I am a fairly new user of Julia so may have misconceptions about the language’s capabilities and behaviour.
Problem Statement
I have implemented the most general form of an algorithm I am interested in, which is parameterised by multiple vectors and matrices. Although this general form is sometimes used, most of the time I will only be interested in the cases where some of the vectors/matrices are zero, or the matrices are the identity/multiples of the identity.
As a minimal example, let’s consider the function
function linear_transformation(x::Vector{Float64}, A::Matrix{Float64}, b::Vector{Float64})
return A * x + b
end
I would like to have automatically generated, optimised versions of this function for the cases:
- A is zero
- A is the identity
- b is zero
E.g. for the first case, I would ideally like the code to run as quickly as simply returning b
.
It’s also worth noting that such optimisations will likely have ripple effects—one matrix being zero might cause another to be zero, and so on.

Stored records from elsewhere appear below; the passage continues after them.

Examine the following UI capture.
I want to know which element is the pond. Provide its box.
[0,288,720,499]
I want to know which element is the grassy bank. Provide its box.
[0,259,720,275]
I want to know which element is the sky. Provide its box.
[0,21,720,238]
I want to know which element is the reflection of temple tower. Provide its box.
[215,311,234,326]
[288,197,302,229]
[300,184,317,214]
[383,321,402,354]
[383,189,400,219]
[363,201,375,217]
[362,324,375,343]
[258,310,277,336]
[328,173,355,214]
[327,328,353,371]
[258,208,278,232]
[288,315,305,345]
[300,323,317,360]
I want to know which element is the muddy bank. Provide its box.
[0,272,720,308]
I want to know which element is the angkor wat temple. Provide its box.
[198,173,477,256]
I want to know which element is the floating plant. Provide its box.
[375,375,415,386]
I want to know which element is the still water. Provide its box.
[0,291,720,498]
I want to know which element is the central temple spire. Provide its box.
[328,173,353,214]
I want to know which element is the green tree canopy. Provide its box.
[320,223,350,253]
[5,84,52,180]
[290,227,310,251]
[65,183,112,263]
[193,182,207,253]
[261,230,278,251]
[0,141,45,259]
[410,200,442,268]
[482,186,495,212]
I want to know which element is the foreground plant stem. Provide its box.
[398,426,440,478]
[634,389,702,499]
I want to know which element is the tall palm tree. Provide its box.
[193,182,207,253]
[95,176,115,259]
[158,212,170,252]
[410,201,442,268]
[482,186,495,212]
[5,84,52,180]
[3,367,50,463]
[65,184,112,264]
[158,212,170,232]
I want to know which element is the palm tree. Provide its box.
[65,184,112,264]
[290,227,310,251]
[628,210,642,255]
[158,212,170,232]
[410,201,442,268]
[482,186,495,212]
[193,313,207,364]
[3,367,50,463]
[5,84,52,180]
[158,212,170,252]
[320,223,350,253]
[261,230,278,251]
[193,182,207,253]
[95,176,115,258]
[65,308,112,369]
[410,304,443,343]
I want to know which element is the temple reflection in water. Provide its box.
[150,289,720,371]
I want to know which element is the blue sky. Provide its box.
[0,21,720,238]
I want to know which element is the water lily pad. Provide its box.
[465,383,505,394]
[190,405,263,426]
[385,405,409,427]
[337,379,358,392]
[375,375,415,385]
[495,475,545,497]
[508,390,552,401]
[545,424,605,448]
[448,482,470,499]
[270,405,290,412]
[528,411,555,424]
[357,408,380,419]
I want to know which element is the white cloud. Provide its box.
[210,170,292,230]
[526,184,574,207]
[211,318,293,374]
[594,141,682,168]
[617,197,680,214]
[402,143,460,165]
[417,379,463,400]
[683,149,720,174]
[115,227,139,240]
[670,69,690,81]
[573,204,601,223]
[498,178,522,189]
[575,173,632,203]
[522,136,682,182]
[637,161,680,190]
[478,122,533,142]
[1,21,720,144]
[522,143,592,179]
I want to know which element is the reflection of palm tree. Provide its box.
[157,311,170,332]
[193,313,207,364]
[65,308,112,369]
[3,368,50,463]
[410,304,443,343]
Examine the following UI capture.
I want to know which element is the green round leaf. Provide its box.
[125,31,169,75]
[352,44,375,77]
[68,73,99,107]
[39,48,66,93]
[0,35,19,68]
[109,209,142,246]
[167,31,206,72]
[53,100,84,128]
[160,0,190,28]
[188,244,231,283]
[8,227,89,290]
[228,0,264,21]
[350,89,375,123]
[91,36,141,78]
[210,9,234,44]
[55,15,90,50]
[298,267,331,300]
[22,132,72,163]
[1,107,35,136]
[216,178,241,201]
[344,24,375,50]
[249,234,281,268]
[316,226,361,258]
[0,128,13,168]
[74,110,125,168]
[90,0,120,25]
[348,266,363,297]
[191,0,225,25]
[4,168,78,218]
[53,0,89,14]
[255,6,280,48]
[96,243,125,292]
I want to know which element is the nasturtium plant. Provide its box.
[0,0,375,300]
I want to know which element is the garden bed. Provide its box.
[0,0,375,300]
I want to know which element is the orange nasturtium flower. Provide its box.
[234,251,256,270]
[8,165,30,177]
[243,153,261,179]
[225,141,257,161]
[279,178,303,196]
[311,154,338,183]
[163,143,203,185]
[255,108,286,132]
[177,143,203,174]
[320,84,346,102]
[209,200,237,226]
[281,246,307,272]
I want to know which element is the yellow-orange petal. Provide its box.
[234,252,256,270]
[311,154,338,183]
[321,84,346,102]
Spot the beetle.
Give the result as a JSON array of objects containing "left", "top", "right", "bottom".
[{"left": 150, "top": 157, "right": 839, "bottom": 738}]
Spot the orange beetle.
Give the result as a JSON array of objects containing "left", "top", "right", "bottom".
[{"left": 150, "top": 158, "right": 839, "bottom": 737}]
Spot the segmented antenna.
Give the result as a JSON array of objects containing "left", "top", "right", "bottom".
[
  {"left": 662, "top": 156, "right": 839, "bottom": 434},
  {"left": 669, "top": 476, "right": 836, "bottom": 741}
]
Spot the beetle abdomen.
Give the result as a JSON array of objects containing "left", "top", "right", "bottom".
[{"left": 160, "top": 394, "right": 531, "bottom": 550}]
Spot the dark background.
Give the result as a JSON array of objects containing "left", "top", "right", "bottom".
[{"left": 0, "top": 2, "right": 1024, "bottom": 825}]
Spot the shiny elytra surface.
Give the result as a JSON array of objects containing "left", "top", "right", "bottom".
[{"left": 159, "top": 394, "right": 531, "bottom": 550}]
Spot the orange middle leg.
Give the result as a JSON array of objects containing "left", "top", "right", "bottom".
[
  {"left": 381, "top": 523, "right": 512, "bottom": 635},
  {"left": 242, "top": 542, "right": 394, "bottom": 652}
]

I appreciate that this is a lot to ask for (especially for a non-symbolic, eagerly executed language) so I’m not expecting a perfect solution to this. Instead, I would love to have an open discussion about this topic and hopefully find some ways I can get closer to my desired outcome.
Initial Thoughts
A manual way of approaching this would be to write variants of linear_transformation
dispatching on zero values. Obviously, this is not a scalable solution, but I am also under the impression that value dispatch is discouraged in Julia and leads to inefficient code.
The UniformScaling
matrix seems related to what I’m asking for, though I’m not completely sure it does exactly what I’m after. Perhaps, creating similar Identity
and Zero
matrices inspired by this is a good approach.
Can macros be used to achieve this task?